Images

Image of Moylisha (Portal Tomb) by ryaner

The gorse tends to spoil the view of this beautiful tomb a bit.

Image credit: ryaner
Image of Moylisha (Portal Tomb) by ryaner

Looking north-east across the court at Aghowle Upper (right) and, I guess, Aghowle lower.

Image credit: ryaner
Image of Moylisha (Portal Tomb) by ryaner

Moylisha wedge tomb, looking north-west from half way up a pine tree.

Image credit: ryaner

Articles

Moylisha

There’s a faint track marked on sheet 62 at the north end of Moylisha hill. To get to it you need to enter the white gate at the edge of the farm buildings and walk up to the fifth gate on your left. The farmer was more than happy to allow me up the track and offered directions.
Over the aforesaid 5th gate, walk through 2 fields in a south-east and upward direction and you will spot the site in the corner of the 2nd field by the pine plantation.
This is one of the best sites I’ve visited in Wicklow. It’s a pity that it’s not better looked after. The OPW sign was in bits on the ground. The tomb itself is now overgrown with bracken and gorse. Those negatives aside, the stones here are very well preserved and the layout very easy to see. It’s a pity that the roofstones are cast aside and left on the ground. A small bit of restoration here would not go amiss.

Folklore

Moylisha
Portal Tomb

The name of the monument is variously given as Lob-in-a-sigh, Leaba an Sidh; on the Ordnance Survey map it is recorded as Labbanasigha. O’Donovan says the monument was called “Leaba na Saighe (Lectus canis venatica) where it is supposed a famous huntsman of old interred a favourite greyhound bitch.” Perhaps it is not unreasonable to suggest in the light of the discovery of the javelin mould that the name may have some connection with the Irish word saighead (spearhead).

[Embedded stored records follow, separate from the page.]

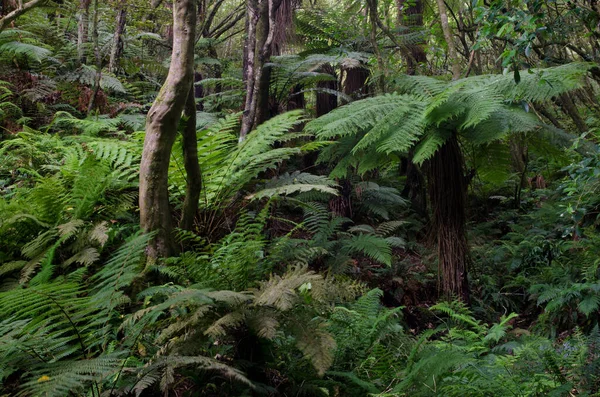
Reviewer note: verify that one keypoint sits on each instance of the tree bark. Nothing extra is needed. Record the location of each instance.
(326, 102)
(117, 47)
(410, 14)
(447, 193)
(161, 130)
(192, 167)
(82, 29)
(250, 69)
(98, 58)
(447, 30)
(6, 20)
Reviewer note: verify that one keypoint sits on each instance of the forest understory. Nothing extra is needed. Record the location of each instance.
(285, 198)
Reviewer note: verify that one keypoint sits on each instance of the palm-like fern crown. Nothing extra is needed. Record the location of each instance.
(428, 110)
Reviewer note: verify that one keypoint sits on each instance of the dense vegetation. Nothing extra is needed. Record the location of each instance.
(275, 197)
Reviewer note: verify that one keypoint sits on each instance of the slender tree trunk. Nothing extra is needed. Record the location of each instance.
(326, 102)
(161, 130)
(568, 107)
(98, 59)
(447, 30)
(355, 81)
(259, 85)
(250, 69)
(198, 91)
(117, 47)
(82, 29)
(192, 167)
(410, 14)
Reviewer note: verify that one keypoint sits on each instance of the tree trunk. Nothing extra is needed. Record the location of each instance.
(250, 69)
(117, 47)
(410, 14)
(192, 167)
(447, 30)
(7, 19)
(98, 59)
(326, 102)
(355, 81)
(447, 192)
(568, 107)
(257, 85)
(161, 130)
(82, 29)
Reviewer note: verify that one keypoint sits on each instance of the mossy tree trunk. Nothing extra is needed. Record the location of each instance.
(447, 192)
(192, 167)
(117, 46)
(161, 131)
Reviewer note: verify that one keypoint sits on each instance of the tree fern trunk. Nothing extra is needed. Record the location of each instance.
(161, 130)
(82, 29)
(447, 192)
(117, 47)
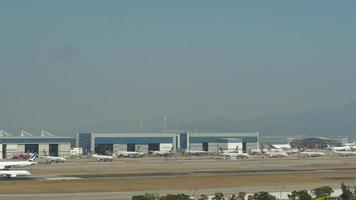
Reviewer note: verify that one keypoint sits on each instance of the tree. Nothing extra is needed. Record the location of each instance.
(346, 192)
(175, 197)
(263, 196)
(300, 195)
(203, 197)
(218, 196)
(324, 191)
(241, 196)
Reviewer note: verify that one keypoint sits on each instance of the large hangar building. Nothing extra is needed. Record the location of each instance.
(212, 141)
(108, 143)
(27, 143)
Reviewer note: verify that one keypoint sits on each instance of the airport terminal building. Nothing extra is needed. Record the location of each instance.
(212, 141)
(108, 143)
(11, 145)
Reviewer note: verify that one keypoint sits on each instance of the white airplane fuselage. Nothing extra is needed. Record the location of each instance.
(14, 173)
(102, 157)
(345, 153)
(8, 164)
(312, 154)
(129, 154)
(54, 158)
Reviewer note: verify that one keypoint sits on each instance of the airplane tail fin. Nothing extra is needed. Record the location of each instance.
(237, 149)
(32, 158)
(302, 149)
(221, 150)
(263, 150)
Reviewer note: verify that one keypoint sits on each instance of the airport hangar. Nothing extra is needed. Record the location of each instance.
(11, 145)
(108, 143)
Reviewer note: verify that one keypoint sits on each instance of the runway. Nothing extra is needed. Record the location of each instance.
(177, 174)
(87, 179)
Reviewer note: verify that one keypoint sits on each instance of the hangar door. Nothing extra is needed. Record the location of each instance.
(53, 149)
(104, 149)
(31, 148)
(153, 147)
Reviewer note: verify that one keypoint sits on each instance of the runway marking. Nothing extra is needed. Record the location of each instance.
(61, 178)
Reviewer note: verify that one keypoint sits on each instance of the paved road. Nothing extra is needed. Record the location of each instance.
(127, 195)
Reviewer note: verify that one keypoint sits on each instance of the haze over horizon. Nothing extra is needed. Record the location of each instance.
(68, 64)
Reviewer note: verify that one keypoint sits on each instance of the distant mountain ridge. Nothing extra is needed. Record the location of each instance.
(313, 122)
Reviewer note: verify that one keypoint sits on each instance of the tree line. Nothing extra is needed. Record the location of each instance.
(321, 193)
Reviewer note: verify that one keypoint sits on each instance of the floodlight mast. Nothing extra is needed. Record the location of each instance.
(25, 133)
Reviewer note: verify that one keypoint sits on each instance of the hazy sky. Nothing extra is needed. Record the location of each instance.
(68, 63)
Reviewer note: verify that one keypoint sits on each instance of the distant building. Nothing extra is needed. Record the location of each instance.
(210, 141)
(108, 143)
(11, 145)
(316, 142)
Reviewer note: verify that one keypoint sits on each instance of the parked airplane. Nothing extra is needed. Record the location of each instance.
(311, 153)
(14, 173)
(273, 154)
(51, 159)
(8, 164)
(283, 148)
(136, 153)
(345, 153)
(343, 148)
(195, 152)
(162, 153)
(232, 155)
(102, 157)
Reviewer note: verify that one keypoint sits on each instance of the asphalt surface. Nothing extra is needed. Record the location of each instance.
(157, 167)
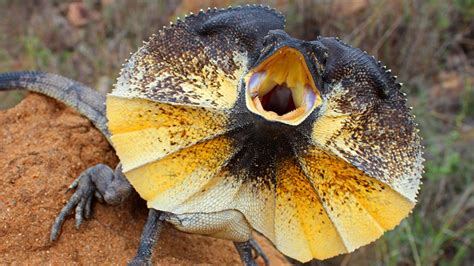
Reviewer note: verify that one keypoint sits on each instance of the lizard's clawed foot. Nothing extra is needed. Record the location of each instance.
(99, 181)
(245, 252)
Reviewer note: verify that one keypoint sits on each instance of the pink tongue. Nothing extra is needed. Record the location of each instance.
(278, 100)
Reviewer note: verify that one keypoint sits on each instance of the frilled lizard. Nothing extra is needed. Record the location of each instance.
(225, 124)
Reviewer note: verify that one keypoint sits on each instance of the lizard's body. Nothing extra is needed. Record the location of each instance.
(207, 133)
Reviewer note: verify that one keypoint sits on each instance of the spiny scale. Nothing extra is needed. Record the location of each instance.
(188, 145)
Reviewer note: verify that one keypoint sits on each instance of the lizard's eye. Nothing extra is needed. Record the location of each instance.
(281, 88)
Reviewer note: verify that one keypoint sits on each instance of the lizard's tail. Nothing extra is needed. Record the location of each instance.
(84, 99)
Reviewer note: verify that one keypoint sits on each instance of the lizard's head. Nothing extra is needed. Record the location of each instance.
(311, 141)
(283, 84)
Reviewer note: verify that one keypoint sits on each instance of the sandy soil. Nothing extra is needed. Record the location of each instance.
(43, 147)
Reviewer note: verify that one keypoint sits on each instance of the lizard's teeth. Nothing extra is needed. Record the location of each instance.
(254, 83)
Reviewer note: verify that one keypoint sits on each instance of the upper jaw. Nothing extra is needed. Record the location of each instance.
(281, 88)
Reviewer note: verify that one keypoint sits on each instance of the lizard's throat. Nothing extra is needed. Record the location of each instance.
(281, 88)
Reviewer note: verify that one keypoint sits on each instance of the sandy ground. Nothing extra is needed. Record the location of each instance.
(43, 147)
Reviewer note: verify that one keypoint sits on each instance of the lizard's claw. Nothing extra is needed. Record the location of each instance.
(81, 200)
(98, 181)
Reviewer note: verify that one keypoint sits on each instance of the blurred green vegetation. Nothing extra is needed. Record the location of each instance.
(428, 44)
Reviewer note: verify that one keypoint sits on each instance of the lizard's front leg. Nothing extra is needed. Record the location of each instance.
(99, 181)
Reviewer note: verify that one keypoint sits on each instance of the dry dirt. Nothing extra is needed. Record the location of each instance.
(43, 147)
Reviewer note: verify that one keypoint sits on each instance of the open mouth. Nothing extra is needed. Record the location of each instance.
(281, 88)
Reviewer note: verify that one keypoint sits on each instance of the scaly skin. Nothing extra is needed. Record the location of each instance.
(180, 121)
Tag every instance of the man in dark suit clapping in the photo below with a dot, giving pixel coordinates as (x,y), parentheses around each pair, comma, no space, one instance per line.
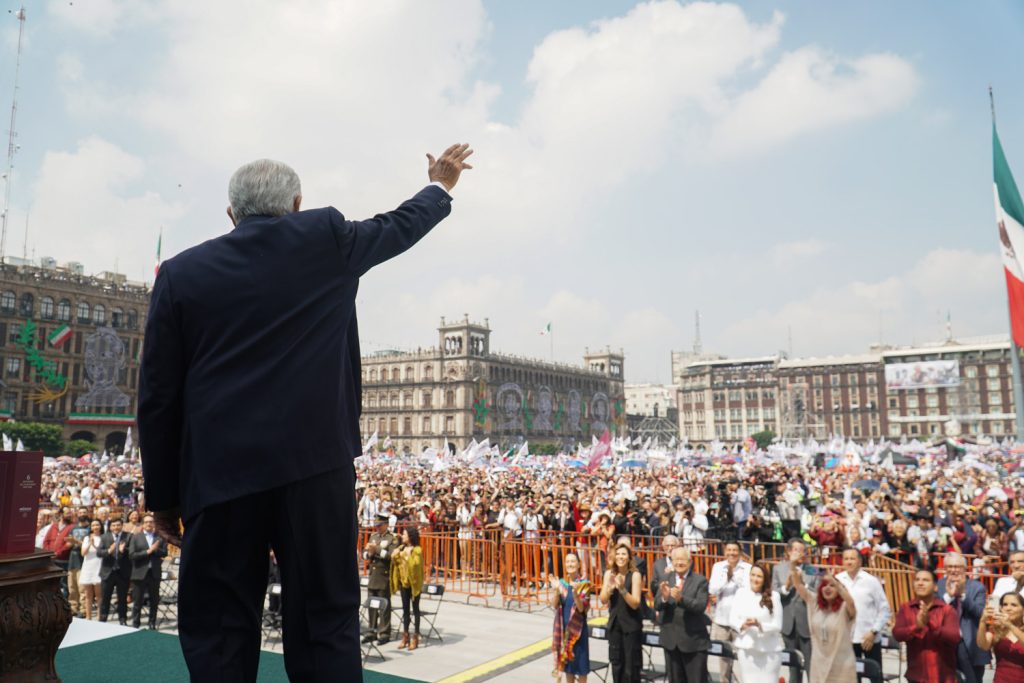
(967,596)
(147,552)
(796,633)
(115,570)
(681,604)
(249,417)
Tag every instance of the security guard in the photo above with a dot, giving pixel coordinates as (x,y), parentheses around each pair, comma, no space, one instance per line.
(378,552)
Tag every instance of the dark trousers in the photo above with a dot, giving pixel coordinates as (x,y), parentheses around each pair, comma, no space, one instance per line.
(409,601)
(141,589)
(794,641)
(686,667)
(115,582)
(380,620)
(875,653)
(310,524)
(625,655)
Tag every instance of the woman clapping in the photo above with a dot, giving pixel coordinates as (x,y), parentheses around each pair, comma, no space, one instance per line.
(570,598)
(1003,632)
(757,616)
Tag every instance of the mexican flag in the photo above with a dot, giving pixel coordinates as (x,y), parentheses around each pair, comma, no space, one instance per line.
(1010,219)
(59,336)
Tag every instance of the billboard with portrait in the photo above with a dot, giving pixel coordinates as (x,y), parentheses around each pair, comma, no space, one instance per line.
(923,375)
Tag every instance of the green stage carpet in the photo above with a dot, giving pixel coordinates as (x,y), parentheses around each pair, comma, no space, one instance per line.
(150,656)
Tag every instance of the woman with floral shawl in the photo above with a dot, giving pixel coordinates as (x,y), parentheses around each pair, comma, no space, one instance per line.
(570,598)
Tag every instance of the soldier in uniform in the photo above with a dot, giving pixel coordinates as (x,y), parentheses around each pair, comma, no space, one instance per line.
(378,552)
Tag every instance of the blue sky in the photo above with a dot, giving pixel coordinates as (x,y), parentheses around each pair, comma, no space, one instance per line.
(816,167)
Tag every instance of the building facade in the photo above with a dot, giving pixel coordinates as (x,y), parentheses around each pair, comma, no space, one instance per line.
(462,390)
(71,345)
(891,392)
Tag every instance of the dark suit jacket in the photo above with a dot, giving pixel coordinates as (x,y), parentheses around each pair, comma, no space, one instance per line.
(143,561)
(684,624)
(250,375)
(111,559)
(794,607)
(972,606)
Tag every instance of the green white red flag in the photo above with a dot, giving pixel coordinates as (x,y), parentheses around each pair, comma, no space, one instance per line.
(1010,219)
(59,336)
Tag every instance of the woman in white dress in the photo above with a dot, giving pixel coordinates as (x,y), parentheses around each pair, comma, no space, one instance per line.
(756,615)
(88,578)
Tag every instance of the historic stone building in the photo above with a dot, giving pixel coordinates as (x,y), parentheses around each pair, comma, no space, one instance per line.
(71,345)
(891,392)
(462,390)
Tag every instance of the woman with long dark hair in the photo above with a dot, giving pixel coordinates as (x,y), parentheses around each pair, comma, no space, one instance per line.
(570,599)
(756,615)
(1001,632)
(407,579)
(621,592)
(830,615)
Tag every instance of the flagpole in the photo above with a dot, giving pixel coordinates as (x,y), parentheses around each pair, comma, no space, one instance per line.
(1015,354)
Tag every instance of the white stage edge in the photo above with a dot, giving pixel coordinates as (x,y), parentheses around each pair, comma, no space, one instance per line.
(82,632)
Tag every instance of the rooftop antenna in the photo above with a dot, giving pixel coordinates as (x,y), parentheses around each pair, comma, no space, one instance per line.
(11,134)
(697,348)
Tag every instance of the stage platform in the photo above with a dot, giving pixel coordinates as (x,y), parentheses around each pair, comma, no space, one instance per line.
(94,652)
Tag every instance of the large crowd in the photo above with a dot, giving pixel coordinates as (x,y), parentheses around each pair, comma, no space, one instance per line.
(948,518)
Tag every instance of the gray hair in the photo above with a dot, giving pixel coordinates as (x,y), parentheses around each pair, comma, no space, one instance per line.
(263,187)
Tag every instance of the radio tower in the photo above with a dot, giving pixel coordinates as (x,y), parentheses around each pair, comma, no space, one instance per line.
(11,146)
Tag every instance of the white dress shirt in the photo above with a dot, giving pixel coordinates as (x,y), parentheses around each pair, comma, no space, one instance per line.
(725,589)
(747,604)
(869,598)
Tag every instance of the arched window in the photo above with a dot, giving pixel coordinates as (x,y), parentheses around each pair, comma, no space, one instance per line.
(64,310)
(46,308)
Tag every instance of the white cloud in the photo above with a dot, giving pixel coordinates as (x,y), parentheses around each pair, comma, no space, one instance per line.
(86,208)
(792,252)
(810,89)
(905,307)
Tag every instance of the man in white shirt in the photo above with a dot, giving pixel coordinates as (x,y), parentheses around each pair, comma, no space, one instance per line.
(1013,583)
(727,577)
(509,519)
(872,607)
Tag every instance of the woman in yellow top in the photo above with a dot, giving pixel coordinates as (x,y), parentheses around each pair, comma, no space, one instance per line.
(407,578)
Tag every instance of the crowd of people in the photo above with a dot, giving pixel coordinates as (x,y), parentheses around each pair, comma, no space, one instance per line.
(950,520)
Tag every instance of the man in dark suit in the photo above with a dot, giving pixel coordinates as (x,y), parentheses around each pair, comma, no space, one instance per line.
(681,603)
(115,570)
(249,417)
(967,596)
(796,633)
(147,552)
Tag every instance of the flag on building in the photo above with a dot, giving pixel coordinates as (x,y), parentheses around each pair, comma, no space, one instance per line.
(59,336)
(598,453)
(1010,219)
(160,241)
(371,442)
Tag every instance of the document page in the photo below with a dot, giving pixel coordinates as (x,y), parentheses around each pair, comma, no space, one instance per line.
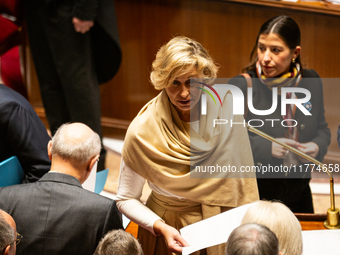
(325,242)
(212,231)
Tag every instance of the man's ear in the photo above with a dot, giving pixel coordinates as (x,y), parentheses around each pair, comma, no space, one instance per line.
(92,162)
(49,149)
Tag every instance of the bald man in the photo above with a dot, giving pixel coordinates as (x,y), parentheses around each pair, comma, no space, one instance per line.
(56,215)
(8,234)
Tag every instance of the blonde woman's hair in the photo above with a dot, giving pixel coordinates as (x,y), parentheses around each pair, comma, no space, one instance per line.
(178,57)
(279,219)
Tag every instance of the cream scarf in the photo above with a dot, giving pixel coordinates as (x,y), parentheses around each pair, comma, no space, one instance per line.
(160,147)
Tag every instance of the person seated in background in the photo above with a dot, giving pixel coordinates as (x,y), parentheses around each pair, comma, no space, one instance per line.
(119,242)
(279,219)
(23,134)
(9,238)
(56,215)
(252,239)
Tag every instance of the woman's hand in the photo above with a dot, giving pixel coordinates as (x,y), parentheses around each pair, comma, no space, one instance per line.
(171,235)
(311,149)
(279,151)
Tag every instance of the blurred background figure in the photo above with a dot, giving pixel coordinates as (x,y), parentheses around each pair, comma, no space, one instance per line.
(75,48)
(11,40)
(60,217)
(275,64)
(22,134)
(252,239)
(119,242)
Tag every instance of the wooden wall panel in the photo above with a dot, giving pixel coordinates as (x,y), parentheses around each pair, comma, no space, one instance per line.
(227,29)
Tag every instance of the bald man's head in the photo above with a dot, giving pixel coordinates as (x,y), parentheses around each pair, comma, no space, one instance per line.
(7,233)
(75,142)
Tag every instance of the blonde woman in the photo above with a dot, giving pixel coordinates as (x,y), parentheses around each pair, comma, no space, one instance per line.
(279,219)
(166,139)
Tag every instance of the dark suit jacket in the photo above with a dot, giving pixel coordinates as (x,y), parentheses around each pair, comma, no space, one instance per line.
(57,216)
(22,134)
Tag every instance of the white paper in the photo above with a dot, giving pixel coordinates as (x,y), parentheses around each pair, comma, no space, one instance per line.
(325,242)
(90,183)
(212,231)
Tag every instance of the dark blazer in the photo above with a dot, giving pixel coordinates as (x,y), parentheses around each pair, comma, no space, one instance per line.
(311,129)
(57,216)
(22,134)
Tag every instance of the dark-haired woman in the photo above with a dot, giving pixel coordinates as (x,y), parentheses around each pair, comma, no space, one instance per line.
(276,63)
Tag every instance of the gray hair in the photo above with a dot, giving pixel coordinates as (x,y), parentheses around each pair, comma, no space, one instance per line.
(7,233)
(279,219)
(252,239)
(79,150)
(119,242)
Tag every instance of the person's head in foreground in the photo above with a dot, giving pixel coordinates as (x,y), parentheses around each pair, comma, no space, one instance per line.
(277,48)
(279,219)
(74,150)
(176,62)
(118,242)
(8,234)
(252,239)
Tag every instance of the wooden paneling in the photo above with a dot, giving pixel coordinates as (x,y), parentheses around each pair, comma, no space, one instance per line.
(228,29)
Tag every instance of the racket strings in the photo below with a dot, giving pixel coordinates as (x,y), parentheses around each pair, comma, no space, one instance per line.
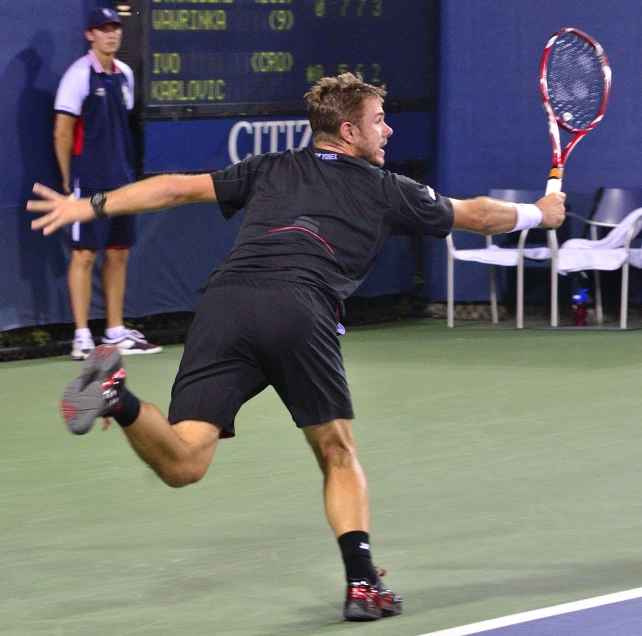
(575,81)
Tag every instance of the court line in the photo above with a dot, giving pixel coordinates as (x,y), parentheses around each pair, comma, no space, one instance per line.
(546,612)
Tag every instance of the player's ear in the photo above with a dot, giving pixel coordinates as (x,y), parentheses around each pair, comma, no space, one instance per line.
(347,131)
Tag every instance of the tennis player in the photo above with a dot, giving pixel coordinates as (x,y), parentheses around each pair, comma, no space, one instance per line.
(315,219)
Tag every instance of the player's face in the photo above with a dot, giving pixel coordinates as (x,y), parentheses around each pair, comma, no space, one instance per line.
(105,39)
(372,133)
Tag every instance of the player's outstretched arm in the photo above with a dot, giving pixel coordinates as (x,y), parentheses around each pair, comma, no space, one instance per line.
(156,193)
(491,216)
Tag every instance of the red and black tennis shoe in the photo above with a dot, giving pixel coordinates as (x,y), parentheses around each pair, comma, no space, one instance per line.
(366,602)
(96,393)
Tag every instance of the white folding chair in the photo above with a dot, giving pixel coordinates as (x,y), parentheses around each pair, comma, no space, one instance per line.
(493,255)
(619,211)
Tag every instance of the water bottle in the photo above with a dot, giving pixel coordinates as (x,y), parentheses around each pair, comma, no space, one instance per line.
(579,308)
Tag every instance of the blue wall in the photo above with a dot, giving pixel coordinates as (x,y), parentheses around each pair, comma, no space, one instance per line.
(492,134)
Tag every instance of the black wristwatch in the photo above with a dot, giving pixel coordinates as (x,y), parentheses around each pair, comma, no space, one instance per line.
(97,202)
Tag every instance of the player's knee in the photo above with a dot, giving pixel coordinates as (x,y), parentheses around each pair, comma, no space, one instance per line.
(83,259)
(180,476)
(339,452)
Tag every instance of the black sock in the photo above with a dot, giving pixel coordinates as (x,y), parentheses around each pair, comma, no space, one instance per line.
(127,409)
(355,549)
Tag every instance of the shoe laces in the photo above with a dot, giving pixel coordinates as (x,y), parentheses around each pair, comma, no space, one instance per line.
(135,335)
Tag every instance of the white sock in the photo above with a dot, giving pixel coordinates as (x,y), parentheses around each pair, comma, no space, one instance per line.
(115,332)
(82,334)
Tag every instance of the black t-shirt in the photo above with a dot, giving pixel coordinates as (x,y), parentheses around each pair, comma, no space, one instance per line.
(319,217)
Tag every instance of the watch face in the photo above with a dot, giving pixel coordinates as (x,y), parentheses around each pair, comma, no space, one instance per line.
(97,199)
(97,202)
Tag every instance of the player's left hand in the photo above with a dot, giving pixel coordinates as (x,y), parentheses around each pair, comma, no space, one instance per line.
(58,209)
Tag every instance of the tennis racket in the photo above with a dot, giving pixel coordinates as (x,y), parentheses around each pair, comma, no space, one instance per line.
(575,82)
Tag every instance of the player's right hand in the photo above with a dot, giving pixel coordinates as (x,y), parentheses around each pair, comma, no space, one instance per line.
(58,209)
(553,209)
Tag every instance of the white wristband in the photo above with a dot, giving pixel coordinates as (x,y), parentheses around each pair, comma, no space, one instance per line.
(528,216)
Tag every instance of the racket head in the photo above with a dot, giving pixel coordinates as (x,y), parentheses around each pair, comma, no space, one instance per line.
(575,80)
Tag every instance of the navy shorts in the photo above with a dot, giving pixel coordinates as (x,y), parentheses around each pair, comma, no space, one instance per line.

When the cairn was excavated, there were found two halves of a sandstone mould for a loop-socketed spear head, in the base of the cairn at the east end of the main chamber.

In ‘The Moylisha Megalith, Co. Wicklow’ by Gearóid Ó h-Iceadha, p119-128 in The Journal of the Royal Society of Antiquaries of Ireland Vol. 76, No. 3 (Oct., 1946).

There are many sites in Wales with ‘Filiast’ in their name: also meaning ‘Greyhound Bitch’. I think Leaba an Sidh would mean the bed of the fairies?